A neurotransmitter known as gamma-aminobutyric acid (“GABA”) plays an important role in consecutive learning. However, previous studies had established that kids actually have lower levels of GABA than adults. So what would account for the remarkable advantage that kids seem to have over adults when it comes to learning?
In those previous studies, GABA in children was only being measured at a single point in time, and in a context that was unrelated to the process of learning. The new study expanded its focus and measured GABA changes at various stages of the learning process, testing children ages 8 to 11 and adults ages 18 to 35.
Watanabe and his team utilized an advanced imaging technique known as functional MRS to measure GABA in early visual cortical areas of the brain before, during, and after learning, per the media release. They then compared the concentration of GABA in children versus adults during these phases.
The scientists discovered that before learning begins, there is less GABA in children than in adults. However, a “rapid boost in GABA concentration” was displayed in children in the second phase of learning, whereas GABA concentration in adults showed no changes at this stage.
According to Sebastian M. Frank, a key researcher on Watanabe’s team: “We found that children indeed stabilized new learning much more rapidly than adults, which agrees with the common belief that children outperform adults in their learning abilities. Our results therefore point to GABA as a key player in making learning efficient in children.”
In subsequent experiments, resilience to retrograde interference occurred within minutes in children at the end of learning sessions. In contrast, adults in the study remained vulnerable to retrograde interference for at least one hour after a session. The conclusion: GABA-associated inhibitory processing in children’s brains is more dynamic and adaptable than it is in adults.
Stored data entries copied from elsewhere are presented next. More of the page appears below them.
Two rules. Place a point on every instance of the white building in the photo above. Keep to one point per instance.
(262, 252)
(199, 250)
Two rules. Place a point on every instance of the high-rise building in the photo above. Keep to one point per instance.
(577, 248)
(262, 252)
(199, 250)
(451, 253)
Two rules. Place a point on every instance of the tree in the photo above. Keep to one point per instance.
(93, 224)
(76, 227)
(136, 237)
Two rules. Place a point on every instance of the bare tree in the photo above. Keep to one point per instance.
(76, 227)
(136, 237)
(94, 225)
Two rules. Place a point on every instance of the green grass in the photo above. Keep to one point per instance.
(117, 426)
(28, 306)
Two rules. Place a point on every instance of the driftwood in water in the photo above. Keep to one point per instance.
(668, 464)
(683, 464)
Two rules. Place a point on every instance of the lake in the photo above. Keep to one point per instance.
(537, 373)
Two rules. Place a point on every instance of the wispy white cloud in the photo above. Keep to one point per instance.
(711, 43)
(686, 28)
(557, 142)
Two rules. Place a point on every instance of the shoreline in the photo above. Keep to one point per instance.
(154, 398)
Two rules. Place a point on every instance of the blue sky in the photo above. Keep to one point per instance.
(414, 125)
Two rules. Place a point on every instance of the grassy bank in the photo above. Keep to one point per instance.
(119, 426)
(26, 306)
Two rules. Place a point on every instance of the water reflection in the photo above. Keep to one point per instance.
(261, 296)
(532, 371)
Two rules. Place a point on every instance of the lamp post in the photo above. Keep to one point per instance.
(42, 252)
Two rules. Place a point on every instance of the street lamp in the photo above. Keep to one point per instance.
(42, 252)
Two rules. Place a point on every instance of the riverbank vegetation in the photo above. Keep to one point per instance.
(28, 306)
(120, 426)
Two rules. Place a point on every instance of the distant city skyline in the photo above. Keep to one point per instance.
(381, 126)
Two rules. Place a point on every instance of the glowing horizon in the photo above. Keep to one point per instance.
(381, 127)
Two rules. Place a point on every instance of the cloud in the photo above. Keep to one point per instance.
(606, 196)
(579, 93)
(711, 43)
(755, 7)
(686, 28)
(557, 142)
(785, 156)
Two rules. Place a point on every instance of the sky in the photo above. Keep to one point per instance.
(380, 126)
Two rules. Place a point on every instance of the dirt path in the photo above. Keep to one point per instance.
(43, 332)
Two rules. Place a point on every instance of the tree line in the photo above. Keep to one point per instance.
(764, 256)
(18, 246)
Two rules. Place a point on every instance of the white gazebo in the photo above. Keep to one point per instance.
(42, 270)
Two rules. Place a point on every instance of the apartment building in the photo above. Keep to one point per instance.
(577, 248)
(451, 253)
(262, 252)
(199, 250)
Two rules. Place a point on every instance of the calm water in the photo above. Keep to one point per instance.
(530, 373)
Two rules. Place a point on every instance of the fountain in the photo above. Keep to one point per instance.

The study focused on visual learning, although Watanabe indicated that the findings could be generalized and applied to other types of learning, particularly those that involve memory. He also expressed optimism that the findings might be used to help improve the learning process in adults, possibly through the development of a new technology or therapy that could increase the amount of GABA in adult brains.
In a 2014 study, Watanabe established that older brains remain perfectly capable of learning, but they may have a more difficult time determining which information to filter out during the learning process. He said, “The hope is that maybe what older people need to do is to learn a skill to avoid learning what is not necessary.”
As Watanabe and his team continue their research into the intricacies of the human brain, it’s certainly exciting to anticipate how this may inspire and improve humans’ understanding of our learning processes for years to come.